21/06/2013 05:41 EDT | Actualisé 21/08/2013 05:12 EDT

La grève dans le milieu de la construction place les 2500 signaleurs routiers du Québec dans une situation précaire, selon l'association qui les représente.

Un texte de Lili Boisvert

Le président de l'Association des travailleurs en signalisation routière du Québec, Jean-François Dionne, demandent aux négociateurs dans ce conflit de travail de s'entendre rapidement. Il se désole que les signaleurs, qui gagnent un salaire allant de 15 $ à 15,65 $ de l'heure et ne disposent pas d'avantages sociaux comme les travailleurs de la construction, fassent les frais de ce conflit.

« On est rendu à cinq jours et c'est une belle petite paye qu'on vient de perdre. Puis on n'a même pas d'affaire là-dedans, c'est ça le pire », déplore M. Dionne.

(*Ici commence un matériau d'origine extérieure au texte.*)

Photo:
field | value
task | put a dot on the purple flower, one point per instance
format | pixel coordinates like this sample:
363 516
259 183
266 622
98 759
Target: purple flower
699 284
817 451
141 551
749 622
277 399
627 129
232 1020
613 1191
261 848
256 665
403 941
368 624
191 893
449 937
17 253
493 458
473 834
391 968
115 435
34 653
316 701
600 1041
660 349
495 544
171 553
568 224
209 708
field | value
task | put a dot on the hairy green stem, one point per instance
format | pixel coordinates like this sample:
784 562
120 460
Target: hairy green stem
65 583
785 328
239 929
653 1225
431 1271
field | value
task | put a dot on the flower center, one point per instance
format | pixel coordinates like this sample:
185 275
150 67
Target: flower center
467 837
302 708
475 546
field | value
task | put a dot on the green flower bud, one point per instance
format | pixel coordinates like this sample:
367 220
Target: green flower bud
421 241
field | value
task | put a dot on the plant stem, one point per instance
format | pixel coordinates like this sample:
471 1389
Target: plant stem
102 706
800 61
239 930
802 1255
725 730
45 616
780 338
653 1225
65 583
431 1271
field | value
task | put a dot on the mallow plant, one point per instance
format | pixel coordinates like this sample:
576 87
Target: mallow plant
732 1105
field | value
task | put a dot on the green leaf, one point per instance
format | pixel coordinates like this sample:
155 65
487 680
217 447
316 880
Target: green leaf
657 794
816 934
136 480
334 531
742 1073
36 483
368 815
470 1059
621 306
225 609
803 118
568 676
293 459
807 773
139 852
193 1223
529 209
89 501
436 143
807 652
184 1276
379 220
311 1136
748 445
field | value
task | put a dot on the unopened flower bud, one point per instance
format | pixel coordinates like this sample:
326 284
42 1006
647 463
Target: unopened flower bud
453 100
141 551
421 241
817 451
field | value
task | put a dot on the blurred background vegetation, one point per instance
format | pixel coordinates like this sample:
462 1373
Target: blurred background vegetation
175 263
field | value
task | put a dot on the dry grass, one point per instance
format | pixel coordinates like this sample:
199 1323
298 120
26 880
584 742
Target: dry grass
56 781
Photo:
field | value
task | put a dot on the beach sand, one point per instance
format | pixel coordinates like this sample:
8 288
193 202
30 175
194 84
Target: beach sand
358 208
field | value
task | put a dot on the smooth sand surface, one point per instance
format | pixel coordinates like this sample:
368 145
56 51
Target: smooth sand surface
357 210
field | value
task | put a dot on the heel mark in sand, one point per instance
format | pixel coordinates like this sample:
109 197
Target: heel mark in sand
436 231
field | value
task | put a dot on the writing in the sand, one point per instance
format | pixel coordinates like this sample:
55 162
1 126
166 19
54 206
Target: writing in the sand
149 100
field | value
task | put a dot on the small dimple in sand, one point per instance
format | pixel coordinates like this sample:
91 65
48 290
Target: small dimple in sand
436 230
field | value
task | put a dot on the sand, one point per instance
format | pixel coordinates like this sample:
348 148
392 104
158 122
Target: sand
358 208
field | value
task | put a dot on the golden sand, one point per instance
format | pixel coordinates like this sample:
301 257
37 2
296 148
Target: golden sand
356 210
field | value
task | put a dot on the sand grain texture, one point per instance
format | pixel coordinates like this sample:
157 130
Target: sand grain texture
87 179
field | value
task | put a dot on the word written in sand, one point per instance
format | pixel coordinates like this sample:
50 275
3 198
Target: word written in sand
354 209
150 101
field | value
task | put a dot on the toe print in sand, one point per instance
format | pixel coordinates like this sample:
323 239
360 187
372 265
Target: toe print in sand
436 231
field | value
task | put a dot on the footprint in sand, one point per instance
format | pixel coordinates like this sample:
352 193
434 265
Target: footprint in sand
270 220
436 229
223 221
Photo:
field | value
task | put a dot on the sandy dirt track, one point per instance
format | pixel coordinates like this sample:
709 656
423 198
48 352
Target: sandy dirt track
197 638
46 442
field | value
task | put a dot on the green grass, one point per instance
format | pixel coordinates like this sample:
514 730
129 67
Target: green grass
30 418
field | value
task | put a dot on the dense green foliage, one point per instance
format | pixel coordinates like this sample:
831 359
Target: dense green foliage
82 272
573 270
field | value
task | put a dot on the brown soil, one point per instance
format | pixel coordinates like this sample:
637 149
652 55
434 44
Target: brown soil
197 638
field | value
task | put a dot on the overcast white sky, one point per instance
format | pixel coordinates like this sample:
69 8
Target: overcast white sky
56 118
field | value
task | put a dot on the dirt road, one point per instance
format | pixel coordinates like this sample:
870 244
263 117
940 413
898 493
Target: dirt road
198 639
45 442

L'année 2013 s'annonçaient déjà difficile pour les signaleurs, fait valoir le président de l'association. La saison avait pris du retard pour ces travailleurs saisonniers.

Avec le nouveau processus d'approbation des contrats de construction par l'Autorité des marchés financiers, il y avait déjà des retards sur les chantiers, souligne M. Dionne. Or, les contrats qui donnent normalement du travail aux signaleurs à partir du mois d'avril commençaient donc tout juste à être mis en chantier.

Avec la grève qui vient encore retarder le retour au travail des signaleurs, ceux-ci craignent de ne pas être en mesure de toucher de l'assurance-emploi à la fin de la saison en novembre, si des contrats sont repoussés à l'année prochaine et que les travailleurs se retrouvent avec un nombre insuffisant d'heures travaillées.

« Si les derniers contrats ne sortent pas, qu'ils sont retardés, c'est eux qui vont nous faire mal », explique Jean-François Dionne.

L'association ne prend pas partie dans le conflit de travail, mais espère que celui-ci se règle rapidement, sans quoi les signaleurs connaîtront une année difficile financièrement.